CVMar 10

Training-free Motion Factorization for Compositional Video Generation

arXiv:2603.09104v190.7h-index: 10
Predicted impact top 17% in CV · last 90 daysOriginality Incremental advance
AI Analysis

This addresses the challenge of compositional video generation for applications like animation or simulation, though it appears incremental as it builds on existing diffusion models.

The paper tackles the problem of generating videos with multiple instances having diverse appearance and motion by proposing a motion factorization framework that decomposes motion into three categories (motionlessness, rigid, and non-rigid) and uses a planning-before-generation approach to reduce semantic ambiguities, achieving impressive performance on real-world benchmarks.

Compositional video generation aims to synthesize multiple instances with diverse appearance and motion, which is widely applicable in real-world scenarios.
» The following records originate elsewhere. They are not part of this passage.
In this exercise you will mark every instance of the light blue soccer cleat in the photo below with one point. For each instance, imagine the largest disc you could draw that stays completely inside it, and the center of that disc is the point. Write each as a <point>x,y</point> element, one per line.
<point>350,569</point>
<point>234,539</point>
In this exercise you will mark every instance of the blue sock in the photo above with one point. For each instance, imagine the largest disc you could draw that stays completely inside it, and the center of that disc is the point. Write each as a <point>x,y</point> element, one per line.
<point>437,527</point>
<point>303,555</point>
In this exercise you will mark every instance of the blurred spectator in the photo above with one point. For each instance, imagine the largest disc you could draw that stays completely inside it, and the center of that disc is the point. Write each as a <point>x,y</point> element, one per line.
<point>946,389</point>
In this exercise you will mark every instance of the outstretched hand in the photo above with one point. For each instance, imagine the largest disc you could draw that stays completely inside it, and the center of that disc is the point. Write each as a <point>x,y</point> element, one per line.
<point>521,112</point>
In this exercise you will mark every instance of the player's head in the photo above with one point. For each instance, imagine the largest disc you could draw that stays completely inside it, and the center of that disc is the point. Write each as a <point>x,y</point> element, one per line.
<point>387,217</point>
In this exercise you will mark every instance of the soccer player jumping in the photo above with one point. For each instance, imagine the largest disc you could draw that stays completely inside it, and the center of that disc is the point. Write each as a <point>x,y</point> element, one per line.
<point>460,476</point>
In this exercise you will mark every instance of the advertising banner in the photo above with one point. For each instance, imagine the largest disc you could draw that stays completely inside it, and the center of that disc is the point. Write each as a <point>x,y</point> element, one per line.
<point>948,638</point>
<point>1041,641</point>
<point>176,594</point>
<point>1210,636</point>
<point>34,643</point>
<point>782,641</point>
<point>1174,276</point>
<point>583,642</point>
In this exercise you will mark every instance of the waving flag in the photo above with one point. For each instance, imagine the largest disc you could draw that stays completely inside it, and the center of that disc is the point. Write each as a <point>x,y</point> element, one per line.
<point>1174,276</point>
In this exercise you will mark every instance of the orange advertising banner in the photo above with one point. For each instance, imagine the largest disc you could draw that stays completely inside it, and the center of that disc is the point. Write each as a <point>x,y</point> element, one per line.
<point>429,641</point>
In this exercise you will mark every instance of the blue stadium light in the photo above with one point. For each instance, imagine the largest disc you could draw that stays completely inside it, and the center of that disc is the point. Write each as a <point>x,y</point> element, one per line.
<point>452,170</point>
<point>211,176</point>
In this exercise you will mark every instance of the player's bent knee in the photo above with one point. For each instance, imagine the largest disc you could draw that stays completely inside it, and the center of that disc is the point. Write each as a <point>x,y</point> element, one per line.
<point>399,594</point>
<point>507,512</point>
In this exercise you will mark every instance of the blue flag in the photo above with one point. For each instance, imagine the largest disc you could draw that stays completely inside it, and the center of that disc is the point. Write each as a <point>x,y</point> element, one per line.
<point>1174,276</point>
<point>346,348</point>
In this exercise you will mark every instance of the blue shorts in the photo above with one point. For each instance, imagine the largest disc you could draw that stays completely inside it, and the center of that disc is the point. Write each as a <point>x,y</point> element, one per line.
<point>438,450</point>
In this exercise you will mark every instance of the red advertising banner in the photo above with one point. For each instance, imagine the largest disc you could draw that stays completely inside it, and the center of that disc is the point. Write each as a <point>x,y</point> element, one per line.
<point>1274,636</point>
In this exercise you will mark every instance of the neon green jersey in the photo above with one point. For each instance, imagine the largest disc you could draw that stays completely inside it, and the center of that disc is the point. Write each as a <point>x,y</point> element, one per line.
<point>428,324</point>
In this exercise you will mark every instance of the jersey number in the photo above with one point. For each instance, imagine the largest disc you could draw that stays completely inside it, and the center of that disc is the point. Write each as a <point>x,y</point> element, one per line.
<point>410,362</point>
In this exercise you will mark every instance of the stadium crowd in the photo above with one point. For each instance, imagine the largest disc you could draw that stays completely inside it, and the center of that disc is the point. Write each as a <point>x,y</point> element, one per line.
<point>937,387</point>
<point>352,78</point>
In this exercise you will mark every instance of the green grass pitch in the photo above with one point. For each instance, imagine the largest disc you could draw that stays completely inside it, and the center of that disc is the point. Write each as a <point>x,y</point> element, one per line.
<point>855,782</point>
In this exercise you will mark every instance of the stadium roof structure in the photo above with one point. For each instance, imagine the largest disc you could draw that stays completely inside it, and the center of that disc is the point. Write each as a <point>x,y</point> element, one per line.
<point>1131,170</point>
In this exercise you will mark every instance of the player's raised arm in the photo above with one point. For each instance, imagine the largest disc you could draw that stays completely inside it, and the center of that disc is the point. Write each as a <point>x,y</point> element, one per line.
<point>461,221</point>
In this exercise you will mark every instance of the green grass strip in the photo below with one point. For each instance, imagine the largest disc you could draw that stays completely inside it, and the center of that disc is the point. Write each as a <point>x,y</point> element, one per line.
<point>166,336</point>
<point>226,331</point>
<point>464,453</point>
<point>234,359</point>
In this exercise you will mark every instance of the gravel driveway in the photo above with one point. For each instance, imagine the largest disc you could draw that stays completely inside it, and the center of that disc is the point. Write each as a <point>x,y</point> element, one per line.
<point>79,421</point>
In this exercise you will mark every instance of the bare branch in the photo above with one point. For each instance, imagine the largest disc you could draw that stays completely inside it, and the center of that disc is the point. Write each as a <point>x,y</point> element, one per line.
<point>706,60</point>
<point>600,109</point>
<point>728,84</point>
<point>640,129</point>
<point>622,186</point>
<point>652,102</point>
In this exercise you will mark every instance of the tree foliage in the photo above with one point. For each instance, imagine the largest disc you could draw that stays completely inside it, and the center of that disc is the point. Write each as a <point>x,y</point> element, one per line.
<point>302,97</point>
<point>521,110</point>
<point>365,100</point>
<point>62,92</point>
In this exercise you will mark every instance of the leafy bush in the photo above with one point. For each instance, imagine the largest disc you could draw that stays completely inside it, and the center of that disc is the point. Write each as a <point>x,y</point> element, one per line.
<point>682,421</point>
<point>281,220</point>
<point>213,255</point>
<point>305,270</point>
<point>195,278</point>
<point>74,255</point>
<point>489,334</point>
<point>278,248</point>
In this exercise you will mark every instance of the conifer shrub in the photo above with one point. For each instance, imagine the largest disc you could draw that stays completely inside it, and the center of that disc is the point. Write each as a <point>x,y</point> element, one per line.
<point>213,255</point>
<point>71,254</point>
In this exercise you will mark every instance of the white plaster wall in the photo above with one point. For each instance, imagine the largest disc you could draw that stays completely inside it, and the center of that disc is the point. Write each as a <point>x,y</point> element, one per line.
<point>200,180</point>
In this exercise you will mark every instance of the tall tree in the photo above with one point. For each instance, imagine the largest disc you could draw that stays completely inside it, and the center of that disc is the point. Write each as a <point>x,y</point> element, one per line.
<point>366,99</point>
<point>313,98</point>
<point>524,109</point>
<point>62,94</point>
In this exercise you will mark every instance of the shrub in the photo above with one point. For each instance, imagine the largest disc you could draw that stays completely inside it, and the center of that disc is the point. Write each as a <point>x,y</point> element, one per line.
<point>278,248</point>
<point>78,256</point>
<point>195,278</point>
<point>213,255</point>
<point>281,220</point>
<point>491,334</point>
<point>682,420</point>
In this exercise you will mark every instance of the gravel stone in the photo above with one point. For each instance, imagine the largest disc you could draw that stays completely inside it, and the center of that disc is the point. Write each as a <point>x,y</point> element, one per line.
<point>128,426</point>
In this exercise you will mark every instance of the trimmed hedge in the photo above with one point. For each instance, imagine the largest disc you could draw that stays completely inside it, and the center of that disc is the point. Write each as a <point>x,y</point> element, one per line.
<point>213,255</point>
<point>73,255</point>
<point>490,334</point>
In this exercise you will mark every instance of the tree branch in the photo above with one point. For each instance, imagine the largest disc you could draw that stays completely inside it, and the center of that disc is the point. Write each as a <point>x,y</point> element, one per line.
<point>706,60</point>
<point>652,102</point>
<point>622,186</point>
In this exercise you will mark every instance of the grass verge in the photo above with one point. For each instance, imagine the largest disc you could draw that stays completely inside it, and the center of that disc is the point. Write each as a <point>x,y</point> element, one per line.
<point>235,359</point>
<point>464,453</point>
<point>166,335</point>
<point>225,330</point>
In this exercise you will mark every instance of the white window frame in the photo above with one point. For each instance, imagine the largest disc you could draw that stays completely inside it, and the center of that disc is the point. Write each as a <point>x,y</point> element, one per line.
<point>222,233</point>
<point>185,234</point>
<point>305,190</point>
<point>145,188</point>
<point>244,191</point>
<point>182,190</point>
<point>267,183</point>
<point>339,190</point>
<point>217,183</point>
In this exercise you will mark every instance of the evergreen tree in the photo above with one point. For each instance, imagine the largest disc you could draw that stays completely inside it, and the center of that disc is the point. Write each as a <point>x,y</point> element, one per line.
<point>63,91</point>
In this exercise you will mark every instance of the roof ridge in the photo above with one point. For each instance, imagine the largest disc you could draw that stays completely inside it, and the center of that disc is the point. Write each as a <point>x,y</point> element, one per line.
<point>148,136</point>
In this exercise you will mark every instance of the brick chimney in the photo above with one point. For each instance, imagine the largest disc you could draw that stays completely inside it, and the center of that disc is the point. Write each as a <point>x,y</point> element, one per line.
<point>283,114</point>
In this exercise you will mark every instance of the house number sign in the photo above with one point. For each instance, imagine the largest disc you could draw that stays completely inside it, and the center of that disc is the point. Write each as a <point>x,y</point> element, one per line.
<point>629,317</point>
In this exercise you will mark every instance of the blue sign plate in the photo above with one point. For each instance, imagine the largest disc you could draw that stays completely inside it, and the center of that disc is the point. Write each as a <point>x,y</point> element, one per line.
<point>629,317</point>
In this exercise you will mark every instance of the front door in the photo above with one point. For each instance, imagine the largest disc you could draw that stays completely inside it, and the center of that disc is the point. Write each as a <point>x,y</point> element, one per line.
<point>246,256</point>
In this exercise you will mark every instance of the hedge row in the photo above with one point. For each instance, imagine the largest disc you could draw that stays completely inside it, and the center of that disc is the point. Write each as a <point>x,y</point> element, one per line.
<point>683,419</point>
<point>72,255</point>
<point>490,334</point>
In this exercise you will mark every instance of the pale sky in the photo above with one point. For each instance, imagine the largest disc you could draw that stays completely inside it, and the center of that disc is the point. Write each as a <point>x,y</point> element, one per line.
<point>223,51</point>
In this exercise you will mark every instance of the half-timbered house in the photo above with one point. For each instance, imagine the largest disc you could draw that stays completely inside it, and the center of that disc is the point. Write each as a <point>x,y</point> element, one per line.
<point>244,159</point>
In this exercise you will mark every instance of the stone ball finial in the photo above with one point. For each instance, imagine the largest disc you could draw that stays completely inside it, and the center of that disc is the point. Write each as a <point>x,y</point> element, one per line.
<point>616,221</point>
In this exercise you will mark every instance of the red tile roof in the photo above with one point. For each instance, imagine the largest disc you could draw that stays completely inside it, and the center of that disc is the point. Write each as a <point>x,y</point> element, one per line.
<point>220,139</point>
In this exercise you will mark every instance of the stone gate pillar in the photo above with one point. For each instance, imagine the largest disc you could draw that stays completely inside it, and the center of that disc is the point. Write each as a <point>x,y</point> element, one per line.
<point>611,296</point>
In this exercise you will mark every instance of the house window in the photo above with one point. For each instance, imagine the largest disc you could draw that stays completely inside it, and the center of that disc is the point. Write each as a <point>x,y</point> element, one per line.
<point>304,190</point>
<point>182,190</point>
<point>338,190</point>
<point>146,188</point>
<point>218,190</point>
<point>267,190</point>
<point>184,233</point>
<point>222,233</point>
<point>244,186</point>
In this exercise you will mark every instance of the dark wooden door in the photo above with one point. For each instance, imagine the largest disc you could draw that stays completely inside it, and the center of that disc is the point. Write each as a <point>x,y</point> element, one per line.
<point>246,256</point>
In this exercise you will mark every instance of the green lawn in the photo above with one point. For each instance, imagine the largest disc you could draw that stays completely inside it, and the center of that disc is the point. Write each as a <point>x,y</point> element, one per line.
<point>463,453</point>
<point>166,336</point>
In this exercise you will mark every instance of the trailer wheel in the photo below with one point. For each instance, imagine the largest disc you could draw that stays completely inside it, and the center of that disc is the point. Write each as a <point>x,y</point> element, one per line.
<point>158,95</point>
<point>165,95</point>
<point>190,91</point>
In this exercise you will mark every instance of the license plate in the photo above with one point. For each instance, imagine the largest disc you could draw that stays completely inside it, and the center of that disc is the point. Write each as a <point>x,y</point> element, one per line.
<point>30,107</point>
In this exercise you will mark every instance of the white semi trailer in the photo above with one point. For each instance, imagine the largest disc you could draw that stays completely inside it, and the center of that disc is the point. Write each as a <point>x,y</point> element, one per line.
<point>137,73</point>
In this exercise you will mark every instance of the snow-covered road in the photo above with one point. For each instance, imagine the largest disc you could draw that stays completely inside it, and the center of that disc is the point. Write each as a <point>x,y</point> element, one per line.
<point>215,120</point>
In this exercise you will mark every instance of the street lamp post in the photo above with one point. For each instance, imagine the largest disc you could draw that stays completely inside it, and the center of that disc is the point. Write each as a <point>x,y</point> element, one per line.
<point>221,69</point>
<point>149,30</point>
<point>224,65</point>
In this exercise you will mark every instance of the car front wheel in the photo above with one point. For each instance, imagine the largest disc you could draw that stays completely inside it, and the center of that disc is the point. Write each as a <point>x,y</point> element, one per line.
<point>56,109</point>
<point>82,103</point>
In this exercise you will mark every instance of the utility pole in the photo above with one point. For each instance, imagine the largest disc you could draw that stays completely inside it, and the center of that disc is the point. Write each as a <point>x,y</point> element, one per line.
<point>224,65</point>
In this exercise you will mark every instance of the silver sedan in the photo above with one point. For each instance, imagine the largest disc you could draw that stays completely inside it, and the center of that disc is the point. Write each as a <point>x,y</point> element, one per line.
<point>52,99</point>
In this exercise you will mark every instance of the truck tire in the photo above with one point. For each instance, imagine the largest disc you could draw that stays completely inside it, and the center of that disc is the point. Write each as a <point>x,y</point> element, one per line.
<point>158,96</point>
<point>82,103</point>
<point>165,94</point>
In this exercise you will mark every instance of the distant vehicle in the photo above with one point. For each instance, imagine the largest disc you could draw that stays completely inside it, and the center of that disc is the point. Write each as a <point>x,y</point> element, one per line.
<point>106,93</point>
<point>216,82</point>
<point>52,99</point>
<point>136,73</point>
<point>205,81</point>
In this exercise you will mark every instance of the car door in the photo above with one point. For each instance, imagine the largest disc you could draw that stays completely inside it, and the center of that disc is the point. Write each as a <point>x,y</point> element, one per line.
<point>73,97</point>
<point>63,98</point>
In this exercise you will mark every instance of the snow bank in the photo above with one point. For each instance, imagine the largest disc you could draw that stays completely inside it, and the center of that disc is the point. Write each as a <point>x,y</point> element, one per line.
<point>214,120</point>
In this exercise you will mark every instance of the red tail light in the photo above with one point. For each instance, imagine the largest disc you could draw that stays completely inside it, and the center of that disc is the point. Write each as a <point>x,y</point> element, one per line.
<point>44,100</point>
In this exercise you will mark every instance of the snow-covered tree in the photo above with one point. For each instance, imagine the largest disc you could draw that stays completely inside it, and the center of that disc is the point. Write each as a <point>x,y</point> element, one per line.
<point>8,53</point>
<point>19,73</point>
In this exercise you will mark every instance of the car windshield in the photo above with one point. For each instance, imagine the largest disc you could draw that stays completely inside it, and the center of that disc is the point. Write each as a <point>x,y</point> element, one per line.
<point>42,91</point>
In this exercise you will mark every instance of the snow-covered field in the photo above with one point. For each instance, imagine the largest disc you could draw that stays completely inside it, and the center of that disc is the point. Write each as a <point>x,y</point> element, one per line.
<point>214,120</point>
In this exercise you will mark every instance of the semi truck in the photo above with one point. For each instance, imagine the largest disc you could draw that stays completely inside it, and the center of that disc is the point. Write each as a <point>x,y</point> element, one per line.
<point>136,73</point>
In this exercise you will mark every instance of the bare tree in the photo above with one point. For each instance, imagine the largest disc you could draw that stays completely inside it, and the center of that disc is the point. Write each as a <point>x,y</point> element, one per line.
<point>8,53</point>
However, current approaches mainly focus on binding semantics, neglecting to understand diverse motion categories specified in prompts. In this paper, we propose a motion factorization framework that decomposes complex motion into three primary categories: motionlessness, rigid motion, and non-rigid motion. Specifically, our framework follows a planning before generation paradigm. (1) During planning, we reason about motion laws on the motion graph to obtain frame-wise changes in the shape and position of each instance. This alleviates semantic ambiguities in the user prompt by organizing it into a structured representation of instances and their interactions. (2) During generation, we modulate the synthesis of distinct motion categories in a disentangled manner. Conditioned on the motion cues, guidance branches stabilize appearance in motionless regions, preserve rigid-body geometry, and regularize local non-rigid deformations. Crucially, our two modules are model-agnostic, which can be seamlessly incorporated into various diffusion model architectures. Extensive experiments demonstrate that our framework achieves impressive performance in motion synthesis on real-world benchmarks. Our code will be released soon.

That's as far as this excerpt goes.